In its new brief, the Connecticut fund countered that materiality is a merits question that applies equally to all shareholders. The fund said that Amgen is urging a cramped reading of Basic, which stands for the principle that shareholders can be certified as a class without having to show that each of them relied on alleged misstatements. “If the securities at issue were traded in an efficient market (which Amgen concedes in this case), then reliance converges with the objective, common questions of materiality and falsity,” the fund argued. “Materiality can have only one class-wide answer because it relates to the misstatement’s importance to a reasonable investor.”

The fund said that far from promoting efficiency, as Amgen argued, considering materiality at the class certifications stage would defeat the entire purpose of class actions. “Lack of materiality should end the case on the merits, but refusing class certification on that basis would merely splinter a single class action into countless individual cases, because denial of class certification on materiality grounds does not have issue-preclusive effect on the materiality issue on the merits,” the fund’s brief said.

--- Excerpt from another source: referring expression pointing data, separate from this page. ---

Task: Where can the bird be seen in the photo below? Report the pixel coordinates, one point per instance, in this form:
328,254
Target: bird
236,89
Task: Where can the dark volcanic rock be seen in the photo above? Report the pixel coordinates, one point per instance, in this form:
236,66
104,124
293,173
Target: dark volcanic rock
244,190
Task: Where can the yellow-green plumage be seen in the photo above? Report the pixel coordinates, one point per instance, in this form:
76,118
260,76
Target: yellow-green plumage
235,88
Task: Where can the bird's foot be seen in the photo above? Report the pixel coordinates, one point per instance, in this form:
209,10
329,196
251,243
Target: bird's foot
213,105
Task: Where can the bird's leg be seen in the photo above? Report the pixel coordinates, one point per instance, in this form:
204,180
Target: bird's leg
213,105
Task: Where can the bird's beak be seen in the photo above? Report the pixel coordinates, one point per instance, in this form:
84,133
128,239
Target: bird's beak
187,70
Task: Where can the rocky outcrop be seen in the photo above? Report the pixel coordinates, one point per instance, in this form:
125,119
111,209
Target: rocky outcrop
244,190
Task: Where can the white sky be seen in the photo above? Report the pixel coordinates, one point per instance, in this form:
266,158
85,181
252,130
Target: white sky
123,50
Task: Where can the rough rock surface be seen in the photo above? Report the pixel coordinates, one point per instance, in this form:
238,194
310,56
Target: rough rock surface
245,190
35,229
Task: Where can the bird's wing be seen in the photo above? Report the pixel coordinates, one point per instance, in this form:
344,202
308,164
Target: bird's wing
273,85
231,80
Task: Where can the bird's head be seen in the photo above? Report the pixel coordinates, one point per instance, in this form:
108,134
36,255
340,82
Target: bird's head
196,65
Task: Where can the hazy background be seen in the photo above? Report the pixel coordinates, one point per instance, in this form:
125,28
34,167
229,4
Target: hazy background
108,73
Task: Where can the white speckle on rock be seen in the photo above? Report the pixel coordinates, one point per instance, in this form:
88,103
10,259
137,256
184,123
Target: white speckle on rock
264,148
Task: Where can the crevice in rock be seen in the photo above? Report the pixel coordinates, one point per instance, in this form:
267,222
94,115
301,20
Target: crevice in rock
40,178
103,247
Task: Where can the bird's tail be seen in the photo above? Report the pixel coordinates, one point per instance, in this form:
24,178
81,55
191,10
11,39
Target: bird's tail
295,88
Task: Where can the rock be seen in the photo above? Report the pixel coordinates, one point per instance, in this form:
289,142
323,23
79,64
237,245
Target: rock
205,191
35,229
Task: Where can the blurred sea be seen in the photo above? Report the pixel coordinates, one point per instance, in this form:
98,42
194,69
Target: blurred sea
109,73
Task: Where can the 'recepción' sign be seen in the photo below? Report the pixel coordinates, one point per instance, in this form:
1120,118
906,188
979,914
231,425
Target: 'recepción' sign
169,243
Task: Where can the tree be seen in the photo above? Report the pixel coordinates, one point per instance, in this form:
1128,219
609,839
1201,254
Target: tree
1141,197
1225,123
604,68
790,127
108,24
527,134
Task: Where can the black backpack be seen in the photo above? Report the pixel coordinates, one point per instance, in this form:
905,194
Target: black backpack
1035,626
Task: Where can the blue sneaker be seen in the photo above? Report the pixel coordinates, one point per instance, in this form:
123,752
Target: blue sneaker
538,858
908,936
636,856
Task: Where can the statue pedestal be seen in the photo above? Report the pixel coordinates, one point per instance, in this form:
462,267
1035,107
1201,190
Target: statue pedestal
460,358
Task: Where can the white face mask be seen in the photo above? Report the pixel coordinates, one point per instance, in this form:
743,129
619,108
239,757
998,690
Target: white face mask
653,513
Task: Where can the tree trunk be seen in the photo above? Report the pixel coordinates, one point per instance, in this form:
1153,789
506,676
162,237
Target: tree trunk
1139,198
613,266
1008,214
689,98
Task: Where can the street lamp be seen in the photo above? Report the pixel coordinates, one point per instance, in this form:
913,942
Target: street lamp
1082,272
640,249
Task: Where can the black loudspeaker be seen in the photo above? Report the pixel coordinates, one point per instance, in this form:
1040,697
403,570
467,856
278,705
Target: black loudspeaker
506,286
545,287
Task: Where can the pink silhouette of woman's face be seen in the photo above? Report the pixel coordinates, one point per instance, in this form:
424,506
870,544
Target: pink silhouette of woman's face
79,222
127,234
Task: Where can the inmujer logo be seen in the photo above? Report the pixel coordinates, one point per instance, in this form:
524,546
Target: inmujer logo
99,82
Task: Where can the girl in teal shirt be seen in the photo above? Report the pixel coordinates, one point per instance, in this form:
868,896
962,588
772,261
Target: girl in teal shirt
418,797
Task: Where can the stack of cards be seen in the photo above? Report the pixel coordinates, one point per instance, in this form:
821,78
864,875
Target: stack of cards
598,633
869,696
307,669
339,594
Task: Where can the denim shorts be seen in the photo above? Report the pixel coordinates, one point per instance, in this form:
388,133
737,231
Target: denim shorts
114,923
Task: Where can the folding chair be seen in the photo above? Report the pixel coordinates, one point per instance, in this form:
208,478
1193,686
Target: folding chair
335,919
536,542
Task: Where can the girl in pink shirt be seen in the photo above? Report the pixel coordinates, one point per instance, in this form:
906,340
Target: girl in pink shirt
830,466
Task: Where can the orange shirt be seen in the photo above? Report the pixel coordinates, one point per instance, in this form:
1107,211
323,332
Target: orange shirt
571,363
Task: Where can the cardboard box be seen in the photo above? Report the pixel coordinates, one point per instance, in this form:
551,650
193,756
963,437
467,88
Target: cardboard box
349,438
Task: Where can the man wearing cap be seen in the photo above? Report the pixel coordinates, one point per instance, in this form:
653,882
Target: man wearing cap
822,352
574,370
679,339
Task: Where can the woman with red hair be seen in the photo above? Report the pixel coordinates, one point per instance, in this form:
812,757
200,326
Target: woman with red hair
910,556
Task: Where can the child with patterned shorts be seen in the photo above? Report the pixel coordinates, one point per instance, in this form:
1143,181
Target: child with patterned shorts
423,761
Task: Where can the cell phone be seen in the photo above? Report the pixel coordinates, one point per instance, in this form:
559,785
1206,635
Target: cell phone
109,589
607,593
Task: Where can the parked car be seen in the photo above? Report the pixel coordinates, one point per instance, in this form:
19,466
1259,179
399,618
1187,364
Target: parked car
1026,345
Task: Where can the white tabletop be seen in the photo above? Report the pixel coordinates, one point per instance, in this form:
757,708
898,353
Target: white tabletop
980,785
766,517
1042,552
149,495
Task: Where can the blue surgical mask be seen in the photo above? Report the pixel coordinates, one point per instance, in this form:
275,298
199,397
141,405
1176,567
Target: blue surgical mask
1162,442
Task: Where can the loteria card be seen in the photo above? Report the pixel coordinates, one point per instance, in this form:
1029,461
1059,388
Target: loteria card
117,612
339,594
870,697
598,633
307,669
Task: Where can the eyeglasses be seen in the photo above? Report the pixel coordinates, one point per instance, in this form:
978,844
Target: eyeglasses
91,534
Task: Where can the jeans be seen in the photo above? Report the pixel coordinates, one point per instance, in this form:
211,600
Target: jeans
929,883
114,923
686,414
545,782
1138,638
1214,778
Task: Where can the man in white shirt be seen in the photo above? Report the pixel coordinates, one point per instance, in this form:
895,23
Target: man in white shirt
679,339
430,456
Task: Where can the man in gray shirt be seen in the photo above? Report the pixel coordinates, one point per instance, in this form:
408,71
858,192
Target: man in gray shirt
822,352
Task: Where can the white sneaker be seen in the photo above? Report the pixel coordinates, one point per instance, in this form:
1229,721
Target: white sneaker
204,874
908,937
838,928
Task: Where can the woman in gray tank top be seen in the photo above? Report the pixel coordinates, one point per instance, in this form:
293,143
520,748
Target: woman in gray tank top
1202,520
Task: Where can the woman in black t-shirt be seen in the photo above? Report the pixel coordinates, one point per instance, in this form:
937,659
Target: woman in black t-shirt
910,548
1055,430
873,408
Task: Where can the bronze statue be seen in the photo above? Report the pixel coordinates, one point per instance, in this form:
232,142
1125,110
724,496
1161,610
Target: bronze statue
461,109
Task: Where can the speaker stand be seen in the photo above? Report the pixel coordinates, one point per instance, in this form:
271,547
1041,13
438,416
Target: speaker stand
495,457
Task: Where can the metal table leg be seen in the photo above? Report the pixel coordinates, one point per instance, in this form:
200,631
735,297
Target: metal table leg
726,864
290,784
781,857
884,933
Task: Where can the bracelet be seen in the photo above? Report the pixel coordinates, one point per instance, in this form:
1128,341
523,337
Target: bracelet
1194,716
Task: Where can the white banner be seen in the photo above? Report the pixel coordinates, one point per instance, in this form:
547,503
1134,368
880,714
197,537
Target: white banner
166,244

It asserted that Amgen is asking the court, in effect, to undo Congress’s “considered policy judgments” in striking a balance “between allowing class actions that hold companies and individuals accountable for their false statements and eliminating actions that might be abusive.” (Amici for the fund haven’t yet filed briefs.)

The issue of materiality at the class certification stage seems arcane, but as the competing merits briefs point out, the ramifications for securities class actions are huge. Shareholders dodged a bullet on a similar issue in last year’s Halliburton ruling, in which the justices chose to restrict their finding to a consideration of the 5th Circuit’s definition of loss causation. But when the court agreed to hear Amgen, it showed it’s not yet done with securities fraud class certification. Can shareholders dodge again?